Risk perception plays a pivotal role in the early stages of product development for medical 
devices, influencing decision-making processes and regulatory pathways. This critical review 
examines the multifaceted aspects of risk perception within this context, shedding light on its 
implications for safety, efficacy, and market acceptance. Drawing upon a comprehensive 
analysis of existing literature, we identify key factors that shape risk perception, including 
technological complexity, user experience, regulatory requirements, and stakeholder 
perspectives. Our review highlights the need for a nuanced understanding of risk perception 
dynamics to mitigate potential hazards and enhance the overall success of medical device 
innovation. We discuss the challenges associated with accurately assessing and communicating 
risks, particularly in situations where uncertainty prevails. Furthermore, we explore the role of 
human factors, cognitive biases, and socio-cultural influences in shaping risk perceptions among 
various stakeholders, including developers, regulators, healthcare professionals, and end-users. 

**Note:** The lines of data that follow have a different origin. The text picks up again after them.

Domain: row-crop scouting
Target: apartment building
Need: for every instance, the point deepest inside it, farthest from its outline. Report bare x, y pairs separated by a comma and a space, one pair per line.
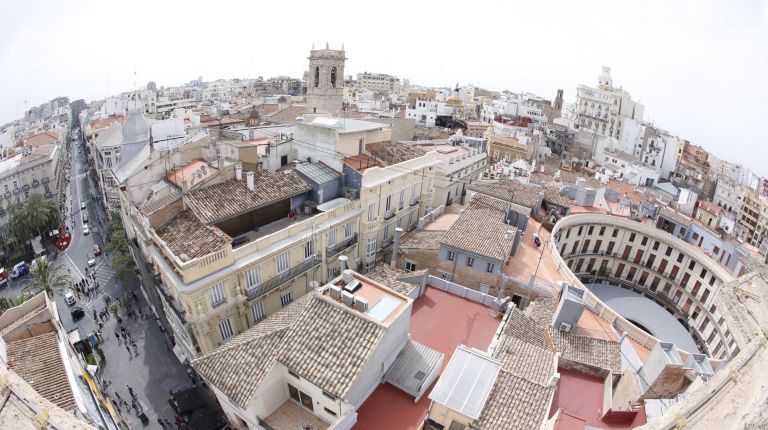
602, 110
35, 170
281, 375
379, 82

This critical review underscores the importance of incorporating a holistic understanding of risk 
perception into the early stages of medical device development to foster innovation, ensure 
patient safety, and facilitate regulatory approval processes. It also identifies avenues for future 
research aimed at refining our understanding of risk perception dynamics and enhancing the 
effectiveness of risk management practices in the medical device industry.